Depois de certo tempo, sua mãe também se mudou, deixando o apartamento para ele. Ela falou que seria para o bem dele, para uma melhor privacidade, afinal já era um homem. Mentira.
Sete anos aquela noite. Sete anos em que morrera para o mundo. Lembrou de sua mãe, do perfume de seus cabelos macios e de sua pequena estatura. De como corriam pelo jardim de sua casa há muito tempo atrás. Ajoelhou-se no meio da sala e colocou a mão esquerda sob os olhos. As lágrimas eram quentes e tristes.
Mãe.
Essa única palavra que pode ocasionar risos alegres ou um choro silencioso. Infância, brinquedos, aniversários, sorrisos. Família.

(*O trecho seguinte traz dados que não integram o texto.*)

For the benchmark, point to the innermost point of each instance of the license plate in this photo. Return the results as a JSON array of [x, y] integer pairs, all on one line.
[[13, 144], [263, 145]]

Levantou-se, enxugou o rosto pálido e marcado para sempre. Tomou a última dose de vodka e caminhou em direção ao quarto. Ficaria ali, em sua cama desfeita e solitária, acalmando-se até que o sol surgisse no meio daquela cidade tão cinza. Tal como um fantasma na madrugada, impedido de seguir, preso ao passado e sem chances de se libertar. A dor dilacerava a alma, mas ainda assim era melhor; era uma companhia.
Seus olhos fecharam quando o relógio marcou duas horas da madrugada.